To be more precise, close to 2.8 million appliances in the US alone are being recalled for risk of injuring their owners. One person even suffered a broken jaw, although that has not been officially confirmed at this stage. Apparently, the top parts of these appliances are at risk of coming loose, which can cause significant amounts of damage.
So far, Samsung has received a total of 733 reports related to washing machines showing excessive vibration during the washing cycle. Keeping in mind how these devices can spin at 1400-ish RPM, major vibrations are not uncommon. That does not mean, however, that parts of the machine should come undone, as this could quickly become a life-threatening issue.
Additionally, a total of nine reports has been filed related to injuries as a result of these unruly washing machines. These reports range from the earlier mentioned broken jaw to an injured shoulder, and several other impact-based injuries. This is certainly not the news that Samsung executives need right now, as the company has gone through one PR nightmare already.

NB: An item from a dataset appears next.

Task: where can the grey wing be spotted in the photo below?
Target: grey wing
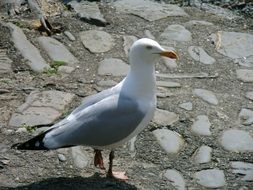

A total of 34 different Samsung washing machine models is affected by these problems. Affected customers need to contact the company as soon as possible to receive an in-home repair, as well as an extra year of device warranty. Another option offered is credit to be used for the purchase of a new washing machine. Surprisingly enough, this latter option can be utilized for either Samsung or other brand devices.
For now it remains to be seen if other countries around the world will need to go through similar recall procedures as well. It seems that none of the devices sold outside of North America is affected by these issues, although it is still a bit early to tell. Samsung will not have a happy end of the year at this rate, and we can only hope that the manufacturer steps up its game in 2017.